A propos of the larger (largest?) point, at least Science admits it is but a magazine, not a true (any more) scientific journal. As it now relegates the methods to ephemeral web sources, it can no more be considered a scientific journal of record. Nature has yet to admit the same, but we all know it is but a matter of time.

But, I want to raise a smaller (smallest?) point: Science (the magazine) assumes/almost demands that submissions be in MS Word format. Despite the fact that many (most?) real scientists prepare their manuscripts in LaTeX, Science provides at most pitiful/useless TeX/LaTeX/BibTeX submission support. Why do we, as the academic science community, tolerate this? We should shun Science magazine for that reason alone, never mind the fact that it publishes inadequate reports, and has lately become the mag for professional science shills.

Ken Weiss said...

where did they admit that? I would like to see it!

I have never used LaTeX, and wonder if there isn't a Word-LaTeX translator program avaiable.
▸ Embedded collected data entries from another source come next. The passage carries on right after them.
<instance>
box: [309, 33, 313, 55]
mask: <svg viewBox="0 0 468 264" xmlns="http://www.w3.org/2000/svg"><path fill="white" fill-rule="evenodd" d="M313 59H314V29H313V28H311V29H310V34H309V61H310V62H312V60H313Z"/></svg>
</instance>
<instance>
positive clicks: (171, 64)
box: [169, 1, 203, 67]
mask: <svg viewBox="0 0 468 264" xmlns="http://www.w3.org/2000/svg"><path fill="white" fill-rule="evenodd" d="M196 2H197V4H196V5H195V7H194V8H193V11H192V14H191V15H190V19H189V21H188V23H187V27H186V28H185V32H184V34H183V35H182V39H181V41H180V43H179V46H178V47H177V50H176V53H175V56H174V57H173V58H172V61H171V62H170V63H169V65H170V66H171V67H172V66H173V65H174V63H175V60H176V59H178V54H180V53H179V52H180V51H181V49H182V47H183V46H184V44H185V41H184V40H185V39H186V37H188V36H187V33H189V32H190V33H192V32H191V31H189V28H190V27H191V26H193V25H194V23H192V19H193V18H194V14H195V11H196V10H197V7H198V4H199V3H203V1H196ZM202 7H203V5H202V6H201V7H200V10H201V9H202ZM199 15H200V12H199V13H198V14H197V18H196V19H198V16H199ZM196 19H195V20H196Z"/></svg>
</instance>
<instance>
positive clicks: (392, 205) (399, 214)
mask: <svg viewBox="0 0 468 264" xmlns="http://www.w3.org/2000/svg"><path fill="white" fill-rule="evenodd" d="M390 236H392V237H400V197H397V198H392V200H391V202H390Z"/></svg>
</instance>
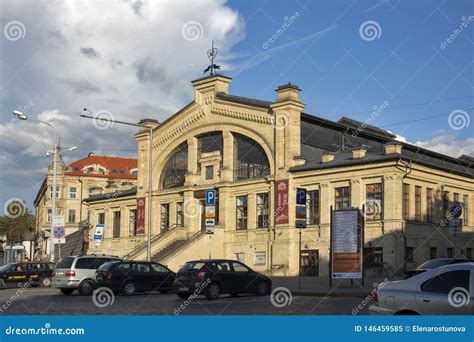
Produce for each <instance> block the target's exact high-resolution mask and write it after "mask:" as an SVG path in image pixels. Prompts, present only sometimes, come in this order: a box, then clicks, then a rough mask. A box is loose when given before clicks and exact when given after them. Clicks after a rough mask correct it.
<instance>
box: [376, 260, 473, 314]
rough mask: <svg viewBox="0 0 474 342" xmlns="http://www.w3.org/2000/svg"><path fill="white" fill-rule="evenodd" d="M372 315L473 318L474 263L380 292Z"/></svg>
mask: <svg viewBox="0 0 474 342" xmlns="http://www.w3.org/2000/svg"><path fill="white" fill-rule="evenodd" d="M375 301H376V304H375V305H372V306H370V307H369V310H370V313H371V314H386V315H473V314H474V263H464V264H453V265H447V266H442V267H439V268H435V269H432V270H428V271H426V272H423V273H421V274H418V275H415V276H413V277H411V278H409V279H406V280H399V281H393V282H388V283H386V284H385V285H384V286H383V287H382V288H380V289H379V291H378V293H377V296H376V299H375Z"/></svg>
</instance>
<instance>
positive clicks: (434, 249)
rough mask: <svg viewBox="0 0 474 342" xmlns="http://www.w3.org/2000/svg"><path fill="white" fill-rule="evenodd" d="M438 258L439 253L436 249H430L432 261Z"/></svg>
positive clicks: (430, 258) (431, 259)
mask: <svg viewBox="0 0 474 342" xmlns="http://www.w3.org/2000/svg"><path fill="white" fill-rule="evenodd" d="M437 257H438V252H437V250H436V247H431V248H430V259H431V260H432V259H436V258H437Z"/></svg>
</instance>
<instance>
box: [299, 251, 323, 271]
mask: <svg viewBox="0 0 474 342" xmlns="http://www.w3.org/2000/svg"><path fill="white" fill-rule="evenodd" d="M300 274H301V275H302V276H306V277H318V276H319V250H317V249H315V250H305V251H301V268H300Z"/></svg>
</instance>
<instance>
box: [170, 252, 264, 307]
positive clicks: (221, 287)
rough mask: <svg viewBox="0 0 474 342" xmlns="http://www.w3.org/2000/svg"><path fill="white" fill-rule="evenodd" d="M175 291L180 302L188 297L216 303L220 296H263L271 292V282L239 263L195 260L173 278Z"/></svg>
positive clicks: (229, 261) (182, 268) (212, 260)
mask: <svg viewBox="0 0 474 342" xmlns="http://www.w3.org/2000/svg"><path fill="white" fill-rule="evenodd" d="M174 288H175V291H176V294H177V295H178V296H179V297H180V298H188V297H189V296H191V295H192V294H194V295H200V294H203V295H205V296H206V297H207V298H208V299H216V298H218V297H219V296H220V295H221V294H230V295H232V296H236V295H238V294H239V293H254V294H256V295H258V296H265V295H268V294H269V293H270V292H271V289H272V281H271V279H270V278H268V277H267V276H265V275H263V274H261V273H258V272H255V271H254V270H252V269H251V268H250V267H248V266H246V265H244V264H243V263H241V262H240V261H235V260H196V261H188V262H187V263H186V264H185V265H184V266H183V267H181V269H180V270H179V271H178V274H177V275H176V281H175V286H174Z"/></svg>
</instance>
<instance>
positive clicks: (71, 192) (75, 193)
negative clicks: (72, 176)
mask: <svg viewBox="0 0 474 342" xmlns="http://www.w3.org/2000/svg"><path fill="white" fill-rule="evenodd" d="M76 198H77V188H75V187H71V188H69V199H76Z"/></svg>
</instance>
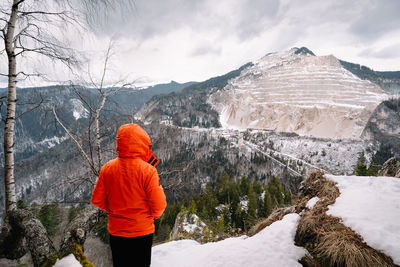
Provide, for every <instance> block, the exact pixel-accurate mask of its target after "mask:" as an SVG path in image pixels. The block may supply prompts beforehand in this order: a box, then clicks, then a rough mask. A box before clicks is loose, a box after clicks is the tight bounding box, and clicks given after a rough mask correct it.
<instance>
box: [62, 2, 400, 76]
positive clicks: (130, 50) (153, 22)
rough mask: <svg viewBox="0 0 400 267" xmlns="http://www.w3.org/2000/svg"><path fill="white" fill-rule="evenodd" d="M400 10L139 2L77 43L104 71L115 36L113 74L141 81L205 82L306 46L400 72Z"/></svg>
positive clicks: (93, 70) (96, 63) (331, 4)
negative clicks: (192, 81)
mask: <svg viewBox="0 0 400 267" xmlns="http://www.w3.org/2000/svg"><path fill="white" fill-rule="evenodd" d="M399 13H400V1H399V0H352V1H348V0H323V1H319V0H313V1H311V0H301V1H300V0H218V1H215V0H136V1H135V6H134V8H133V9H129V8H126V9H123V10H115V11H113V12H111V16H110V18H109V19H108V20H103V19H102V20H101V27H98V29H97V31H96V32H92V33H88V34H86V35H85V36H86V37H87V38H86V37H85V38H83V37H79V36H74V38H73V41H72V45H73V46H75V47H76V48H78V49H80V50H84V51H86V52H85V53H86V54H87V55H89V58H91V59H93V61H92V67H91V68H92V70H93V71H99V70H100V66H101V64H100V63H99V62H100V61H95V60H96V58H97V59H101V58H102V56H100V55H103V54H102V53H99V52H100V51H103V50H104V49H105V48H106V47H107V44H108V42H109V40H110V38H112V39H113V40H115V42H116V43H115V49H114V51H115V54H114V56H113V58H112V65H111V66H112V70H113V73H114V74H113V75H114V76H115V75H117V76H118V75H121V76H126V75H127V76H128V77H129V79H138V78H140V81H138V82H139V83H142V82H162V81H170V80H175V81H178V82H187V81H202V80H205V79H208V78H210V77H213V76H217V75H221V74H224V73H226V72H228V71H231V70H233V69H236V68H238V67H240V66H241V65H243V64H245V63H247V62H249V61H253V60H256V59H258V58H260V57H262V56H263V55H265V54H267V53H269V52H274V51H282V50H287V49H290V48H292V47H301V46H306V47H307V48H309V49H310V50H312V51H313V52H314V53H315V54H316V55H329V54H333V55H335V56H336V57H337V58H340V59H343V60H347V61H351V62H354V63H360V64H363V65H366V66H369V67H371V68H373V69H375V70H400V16H399ZM62 78H63V76H62V75H60V79H62ZM55 79H57V78H55Z"/></svg>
In any case, I assume this has to do with the practical aspects of physical publication, that is, how compositors--whatever they're called these days--actually set up the printing machines. Not just to treat scientists like secretaries (who use Word because you don't have to know much to type things*).

*Well, actually, I've insulted secretaries: they know a hell of a lot more about how to use Word and all its excessive features than I do!

Anne Buchanan said...

And John, of course your point about LaTeX reflects the larger issues about publication that are yet to be settled, as reflected in the Elsevier boycott and increasing use of arXiv and the push for open access and so on. As long as scientists feel the benefits of publishing in Science are greater than the benefits of having control over the process, they'll keep submitting to Science in Word. And of course Science counts on just that.

John R. Vokey said...

I meant that Science explicitly cites itself as "Science magazine", not a journal.

There are Word to LaTeX translators (as well as the reverse), but few of them work all that well. But my point was just how bizarre it is that the leading science publication uses a proprietary (and clumsy) word-processing program to typeset its articles, when the scientists submitting the articles are already using a brilliant, open-source typesetting language/system (i.e., TeX/LaTeX). For those who are convinced that a Word-like system is the only way to write, there is LyX---an open source, TeX/LaTeX system with a WYSIWYG interface.

Ken Weiss said...

They would not consider themselves to be a 'journal'? A surprise to me, though the truth is that they are a mix of journal and magazine. And while they're for a membership organization and should not in that sense be out pandering credit cards and so on and all their hyping, they might argue that this is the way to do the "Advancement of Science"

I have never used LaTeX, so I may have to give it a look, or more likely, explore LyX.....except that journals want Word.

It must be that old-style typesetting isn't done any more, and the new machine-editor interfaces are Word based, for better or worse.